One of the benefits media companies enjoy from using an integrated platform like Cisco Eos to deliver their social entertainment experiences is having a singular data view on how audiences are interacting with and around their branded content. This data can be extremely valuable in helping enhance or optimize the value of the content experiences for both the consumer and the business — or, it can be just another distraction.
As an ex-data wonk (and now a marketer trying to leverage a multitude of measurement systems), I know that more data is not always more useful. With the overwhelming amounts of data available from your online channels, the more rare asset is actionable insights that can be derived from all that raw data. Many times insights can come from simply putting individual data points (e.g. a 10% increase in traffic) into context — which helps me understand if a 10% increase is a good outcome relative to what I’m trying to achieve, or some external benchmarks. The ability to provide context around individual metrics gives marketers and website operators a robust platform for testing and evaluating the value each web experience is delivering to its audience.
Introducing the Cisco Eos Brand Value Index (BVI)
We’ve generated a significant amount of data across the 100 Eos-powered web sites, and we recently put on our data spelunking caps to dig into this data to find actionable best practices our customers could use today, as well as to define a framework for contextualizing the broader data landscape generated by Eos interactions.
What I’d like to do now is to introduce you to some early thinking on a contextual analytics framework in Cisco Eos that we’re calling the Brand Value Index (BVI).
Before you ask, a couple of points on the data:
1) We only have access to the anonymous, behavioral data generated when audiences interact with, and around the content on a Eos-powered web site or mobile application. In the Eos data structure, Personally Identifiable Information (PII) about users is held separately from the behavioral data and is owned by the Eos customer whose site generated that data.
2) A similar caveat for the transactional data (for example, ecommerce shopping cart data, advertising click thrus, etc) generated on Eos sites but fulfilled by another system.
3) The contextual framework introduced below is still in development (comments welcome!) and is complementary to the descriptive, embedded analytics currently available in the Eos administrative application.
What we Found and the Brand Value Index
To simplify our data mining efforts we took a subset of Eos data, focusing on 65 Eos sites that were live between Dec 2009 and July 2010. This data set represented about:
- 26+ million site visits
- 14.5+ million unique visitors
- 4+ million hours on site
- 23+ million media plays and 70+ M Page Views
To date we’ve found a number of interesting findings, but I’m going to focus on the broader theme of how media companies can use Eos data to enhance or optimize the “value” of their branded web site.
One insight from my past life in market research is that each customer defines “value” differently depending on their objectives, business and perspective.
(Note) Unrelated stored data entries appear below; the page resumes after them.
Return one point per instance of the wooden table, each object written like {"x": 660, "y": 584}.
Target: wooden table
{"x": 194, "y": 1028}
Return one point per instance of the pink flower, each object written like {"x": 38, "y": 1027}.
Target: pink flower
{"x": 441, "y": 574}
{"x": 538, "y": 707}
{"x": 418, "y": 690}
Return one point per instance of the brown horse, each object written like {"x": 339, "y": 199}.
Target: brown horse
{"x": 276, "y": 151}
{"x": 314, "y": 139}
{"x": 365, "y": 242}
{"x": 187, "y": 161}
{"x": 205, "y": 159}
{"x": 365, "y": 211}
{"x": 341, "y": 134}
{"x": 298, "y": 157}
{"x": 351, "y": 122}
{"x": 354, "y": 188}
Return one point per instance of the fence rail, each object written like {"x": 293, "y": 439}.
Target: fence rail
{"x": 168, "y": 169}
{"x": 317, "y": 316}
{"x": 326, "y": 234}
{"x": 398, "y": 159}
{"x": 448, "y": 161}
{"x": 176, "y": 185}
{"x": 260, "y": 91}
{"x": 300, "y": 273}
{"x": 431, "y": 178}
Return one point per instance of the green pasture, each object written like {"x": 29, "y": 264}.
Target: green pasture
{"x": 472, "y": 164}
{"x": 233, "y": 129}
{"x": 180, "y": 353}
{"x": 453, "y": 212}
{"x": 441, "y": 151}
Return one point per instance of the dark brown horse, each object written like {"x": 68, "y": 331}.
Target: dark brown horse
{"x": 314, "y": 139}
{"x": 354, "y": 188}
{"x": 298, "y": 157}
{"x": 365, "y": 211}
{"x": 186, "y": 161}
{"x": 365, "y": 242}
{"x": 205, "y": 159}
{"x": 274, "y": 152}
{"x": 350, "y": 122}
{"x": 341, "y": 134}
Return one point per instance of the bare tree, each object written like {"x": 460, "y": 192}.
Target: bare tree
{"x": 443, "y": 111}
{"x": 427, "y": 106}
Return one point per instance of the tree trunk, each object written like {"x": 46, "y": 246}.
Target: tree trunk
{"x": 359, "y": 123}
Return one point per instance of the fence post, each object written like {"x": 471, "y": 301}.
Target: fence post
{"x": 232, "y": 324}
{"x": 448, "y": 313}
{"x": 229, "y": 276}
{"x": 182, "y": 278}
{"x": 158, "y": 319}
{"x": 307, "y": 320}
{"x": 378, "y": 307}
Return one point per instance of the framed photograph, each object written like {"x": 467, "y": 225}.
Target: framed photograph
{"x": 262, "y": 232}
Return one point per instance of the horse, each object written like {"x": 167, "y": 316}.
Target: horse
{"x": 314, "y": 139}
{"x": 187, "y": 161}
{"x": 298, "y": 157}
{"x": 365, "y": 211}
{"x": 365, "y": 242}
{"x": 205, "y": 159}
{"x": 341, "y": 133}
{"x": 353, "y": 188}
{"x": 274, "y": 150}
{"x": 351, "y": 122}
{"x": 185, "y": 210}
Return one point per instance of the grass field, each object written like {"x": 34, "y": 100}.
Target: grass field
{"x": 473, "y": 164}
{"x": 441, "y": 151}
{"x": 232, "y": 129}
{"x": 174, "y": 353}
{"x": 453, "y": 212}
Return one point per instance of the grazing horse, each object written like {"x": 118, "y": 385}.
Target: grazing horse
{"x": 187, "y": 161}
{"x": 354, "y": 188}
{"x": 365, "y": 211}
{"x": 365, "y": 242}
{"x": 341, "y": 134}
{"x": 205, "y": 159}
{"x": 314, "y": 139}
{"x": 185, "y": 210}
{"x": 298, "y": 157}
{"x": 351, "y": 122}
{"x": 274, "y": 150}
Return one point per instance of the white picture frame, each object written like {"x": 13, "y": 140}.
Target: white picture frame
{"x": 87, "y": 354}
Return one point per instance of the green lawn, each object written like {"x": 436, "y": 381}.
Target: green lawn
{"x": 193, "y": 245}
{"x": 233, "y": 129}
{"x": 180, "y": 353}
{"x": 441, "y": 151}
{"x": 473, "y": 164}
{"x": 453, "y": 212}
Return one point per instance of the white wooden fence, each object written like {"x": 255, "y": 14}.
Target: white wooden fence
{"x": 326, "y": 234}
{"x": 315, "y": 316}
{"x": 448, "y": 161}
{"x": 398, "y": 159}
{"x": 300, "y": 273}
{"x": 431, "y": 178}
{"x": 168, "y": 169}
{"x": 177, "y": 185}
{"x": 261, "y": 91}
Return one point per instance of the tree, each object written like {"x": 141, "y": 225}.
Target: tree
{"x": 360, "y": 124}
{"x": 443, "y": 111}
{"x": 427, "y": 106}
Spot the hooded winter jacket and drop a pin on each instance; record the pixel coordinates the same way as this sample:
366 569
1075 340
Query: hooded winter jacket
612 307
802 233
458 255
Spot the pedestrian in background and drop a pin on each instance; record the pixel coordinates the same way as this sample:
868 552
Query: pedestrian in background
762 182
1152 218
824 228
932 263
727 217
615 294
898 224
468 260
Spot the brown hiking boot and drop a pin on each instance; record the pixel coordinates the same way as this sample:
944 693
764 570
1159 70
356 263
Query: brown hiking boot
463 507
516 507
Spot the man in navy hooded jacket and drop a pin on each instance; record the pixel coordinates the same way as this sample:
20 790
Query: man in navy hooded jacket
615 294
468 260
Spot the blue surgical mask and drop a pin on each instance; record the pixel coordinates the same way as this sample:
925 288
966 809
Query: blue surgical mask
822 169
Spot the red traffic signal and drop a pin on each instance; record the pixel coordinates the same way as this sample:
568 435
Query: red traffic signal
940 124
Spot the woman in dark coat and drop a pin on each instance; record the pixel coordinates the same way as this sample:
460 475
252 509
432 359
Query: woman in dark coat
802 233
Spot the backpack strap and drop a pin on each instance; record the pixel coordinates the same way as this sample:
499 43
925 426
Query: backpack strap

To some, “value” may be greater audience engagement, or promotional reach, while others will focus solely on the direct revenue a particular site generates.
As a result, our objective of creating a framework for providing actionable, contextual insight to customers needed to accommodate multiple business outcomes, as well as different levels of granularity for analysis. The Cisco Eos Brand Value Index therefore incorporates metrics from three dimensions:
1. Audience: overall traffic each site is generating in terms of one-time visits, repeat visits and site registrations
2. Content: the audience’s consumption of content on your sites as measured by metrics such as Page Views, Media Play, time on site
3. Context: the point of social entertainment sites, like those delivered by Eos, is to get people to engage with your brands and premium content via social features. These “social” interactions around your premium content are represented in the BVI by metrics such as commenting, sharing, rating, etc.
Rolling these individual factors into a single, composite Brand Value Index score gives managers a way to evaluate the relative performance of their individual sites, and overall portfolio — which gives them a vehicle for having a fact-based discussion about where to allocate their scarce resources — either to improve underperforming sites, or to extend over performing sites.
This is the first level of granularity accessible through the BVI. In addition to the single index, the individual metrics can be visualized on a radar or spider chart to allow you to quickly assess how a site is performing against your objectives, portfolio, against the average across Eos sites — and even over time as you tweak your sites. I’ll discuss in a future post how you can use this next level of BVI detail to evaluate and optimize the value of your sites and online brands.